Hi Jon,
I'm sorry to say that I won't be able to attend the OGF
meeting. But I obviously look forward to seeing the results of
the discussions there.
I have read through the Doc and do have some comments. (I'm
obviously missing a lot since I have not attended an OGF for a
while but here goes)
General Comments:
1) w.r.t usage the ogf UR.
I don't think this is a new comment
If possible it would be ideal to ensure that the UR for
storage and the UR for compute can somehow be coupled
together.
This could either mean extending the UR so it could include
both storage and compute or ensuring that both records could
be identified as having the same logical origin (site and our
group) during the same time period.
This may be achievable in the process of transforming
accounting records into billing records. So you may be able to
argue it isn't needed in the UR but is part of the machinery
for processing the URs into billing records for funding.

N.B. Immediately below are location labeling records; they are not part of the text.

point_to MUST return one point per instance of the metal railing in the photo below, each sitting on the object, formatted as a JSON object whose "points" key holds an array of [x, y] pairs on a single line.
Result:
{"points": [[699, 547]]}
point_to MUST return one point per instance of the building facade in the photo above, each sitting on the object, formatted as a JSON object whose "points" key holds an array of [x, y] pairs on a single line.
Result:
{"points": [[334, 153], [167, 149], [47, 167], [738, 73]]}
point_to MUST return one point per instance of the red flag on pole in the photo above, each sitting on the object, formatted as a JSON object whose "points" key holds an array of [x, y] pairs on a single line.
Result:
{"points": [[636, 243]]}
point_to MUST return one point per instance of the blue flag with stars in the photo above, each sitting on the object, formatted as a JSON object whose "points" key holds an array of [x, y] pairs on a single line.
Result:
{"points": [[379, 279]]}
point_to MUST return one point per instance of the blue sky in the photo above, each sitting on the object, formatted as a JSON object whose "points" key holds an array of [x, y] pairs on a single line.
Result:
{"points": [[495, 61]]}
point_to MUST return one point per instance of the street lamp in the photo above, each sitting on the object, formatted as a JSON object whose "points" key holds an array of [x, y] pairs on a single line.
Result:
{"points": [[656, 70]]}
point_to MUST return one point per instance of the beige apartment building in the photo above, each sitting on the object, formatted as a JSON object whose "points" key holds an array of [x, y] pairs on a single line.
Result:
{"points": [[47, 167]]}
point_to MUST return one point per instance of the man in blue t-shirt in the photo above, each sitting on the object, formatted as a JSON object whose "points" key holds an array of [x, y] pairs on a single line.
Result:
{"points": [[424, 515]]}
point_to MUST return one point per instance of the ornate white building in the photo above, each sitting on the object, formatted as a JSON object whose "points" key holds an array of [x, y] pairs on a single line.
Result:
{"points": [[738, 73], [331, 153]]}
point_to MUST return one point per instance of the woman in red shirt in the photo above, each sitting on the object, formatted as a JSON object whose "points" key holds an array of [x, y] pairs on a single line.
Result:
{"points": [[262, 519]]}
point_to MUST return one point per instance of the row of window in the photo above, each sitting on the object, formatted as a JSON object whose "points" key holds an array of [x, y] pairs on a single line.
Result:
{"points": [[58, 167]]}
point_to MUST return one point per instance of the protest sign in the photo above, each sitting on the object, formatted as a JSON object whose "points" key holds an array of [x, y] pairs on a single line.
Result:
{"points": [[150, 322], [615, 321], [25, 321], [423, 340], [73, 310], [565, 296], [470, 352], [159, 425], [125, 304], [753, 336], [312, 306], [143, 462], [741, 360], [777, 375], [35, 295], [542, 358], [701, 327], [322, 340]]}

I just feel that if possible we should ensure that both
compute and storage URs can be correctly associated and
processed together.
Anyway the StAR may be seen as stand alone and as a practical
forerunner which could help show the way to defining a more
global UR.
2) Section 2.1.1
Although I agree with you that storage accounting is more
problematic that cpu accounting I still have the feeling that
this is partially due to the storage systems themselves.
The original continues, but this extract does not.